The council’s comments are in line with a circular it issued in 2010 that stated: “When a member has been admitted to a scheme without the assistance of a broker, no other person or entity is in a position to assume the role of agent representing the member in appointing a broker thereafter. Failure to comply with this provision undermines the law of agency principle, which is enshrined in the Financial Advisory and Intermediary Services (FAIS) Act, as well as the Medical Schemes Act.”

A healthcare broker may introduce you to a scheme and help you apply to join it. He or she may also provide ongoing advice about the scheme’s benefits and help you with your claims.

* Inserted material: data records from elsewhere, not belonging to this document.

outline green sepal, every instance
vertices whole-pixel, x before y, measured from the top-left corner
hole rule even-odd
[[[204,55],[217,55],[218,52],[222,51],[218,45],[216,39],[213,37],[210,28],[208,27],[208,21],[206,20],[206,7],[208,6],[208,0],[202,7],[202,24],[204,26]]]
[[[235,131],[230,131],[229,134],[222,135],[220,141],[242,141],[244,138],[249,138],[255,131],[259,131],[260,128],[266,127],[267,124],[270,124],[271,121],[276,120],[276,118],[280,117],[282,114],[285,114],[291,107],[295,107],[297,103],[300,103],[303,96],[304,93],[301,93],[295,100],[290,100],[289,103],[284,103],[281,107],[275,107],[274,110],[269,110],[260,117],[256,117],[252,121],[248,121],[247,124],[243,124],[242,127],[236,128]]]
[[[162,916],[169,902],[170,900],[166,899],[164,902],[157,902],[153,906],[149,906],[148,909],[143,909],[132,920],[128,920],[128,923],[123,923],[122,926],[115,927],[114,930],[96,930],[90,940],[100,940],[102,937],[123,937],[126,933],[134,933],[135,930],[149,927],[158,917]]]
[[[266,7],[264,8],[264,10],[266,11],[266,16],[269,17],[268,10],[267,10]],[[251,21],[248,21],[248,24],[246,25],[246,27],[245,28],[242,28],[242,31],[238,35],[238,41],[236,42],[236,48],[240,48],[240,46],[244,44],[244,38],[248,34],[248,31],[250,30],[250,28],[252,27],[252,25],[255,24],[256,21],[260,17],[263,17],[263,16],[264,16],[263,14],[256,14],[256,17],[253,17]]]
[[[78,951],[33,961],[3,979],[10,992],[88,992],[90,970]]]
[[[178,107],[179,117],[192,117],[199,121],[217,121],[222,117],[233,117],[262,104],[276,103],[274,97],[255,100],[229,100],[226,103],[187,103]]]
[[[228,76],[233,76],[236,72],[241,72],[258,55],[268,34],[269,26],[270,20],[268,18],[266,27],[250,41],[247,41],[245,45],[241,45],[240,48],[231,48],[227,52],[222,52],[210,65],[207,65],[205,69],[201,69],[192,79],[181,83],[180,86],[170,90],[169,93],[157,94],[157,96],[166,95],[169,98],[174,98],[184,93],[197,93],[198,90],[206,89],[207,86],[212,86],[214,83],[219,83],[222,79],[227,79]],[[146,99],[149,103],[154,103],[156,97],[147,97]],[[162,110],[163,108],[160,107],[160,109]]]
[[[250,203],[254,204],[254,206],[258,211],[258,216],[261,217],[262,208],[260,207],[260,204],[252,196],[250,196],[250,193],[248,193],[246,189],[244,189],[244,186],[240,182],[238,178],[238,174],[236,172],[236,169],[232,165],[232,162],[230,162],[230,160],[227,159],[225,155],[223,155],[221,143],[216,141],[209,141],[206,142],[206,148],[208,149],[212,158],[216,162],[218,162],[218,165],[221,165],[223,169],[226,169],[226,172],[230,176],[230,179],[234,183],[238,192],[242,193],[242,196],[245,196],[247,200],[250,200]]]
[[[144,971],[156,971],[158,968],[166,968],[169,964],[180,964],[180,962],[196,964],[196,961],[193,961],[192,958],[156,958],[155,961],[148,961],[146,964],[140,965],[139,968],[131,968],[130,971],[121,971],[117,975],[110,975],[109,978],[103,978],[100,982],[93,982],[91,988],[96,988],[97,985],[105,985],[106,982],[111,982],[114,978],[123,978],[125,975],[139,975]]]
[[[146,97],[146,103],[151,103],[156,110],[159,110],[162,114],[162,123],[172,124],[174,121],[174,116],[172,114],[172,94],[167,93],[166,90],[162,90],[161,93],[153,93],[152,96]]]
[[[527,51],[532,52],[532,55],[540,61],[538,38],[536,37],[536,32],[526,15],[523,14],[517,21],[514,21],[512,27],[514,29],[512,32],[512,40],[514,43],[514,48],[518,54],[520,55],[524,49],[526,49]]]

Healthcare brokers must be accredited financial services providers and must comply with the code of conduct under the FAIS Act, enforced by the Financial Services Board. They must also be accredited brokers with the Council for Medical Schemes.

Brokers are paid by your scheme, not by you, and their fees are governed by regulations under the Medical Schemes Act. The fees are three percent of your contributions, up to R75 a month, plus VAT.

A scheme may not pay a broker more than the regulated amount, or compensate him or her indirectly.

Although you don’t have to have a broker to belong to a medical scheme, the council recommends that you use one. “The public cannot be expected to have expert knowledge on medical scheme matters, and sometimes the variety of products available and the number of benefit options may not be easily understood,” Danie Kolver, the council’s general manager of accreditation, says.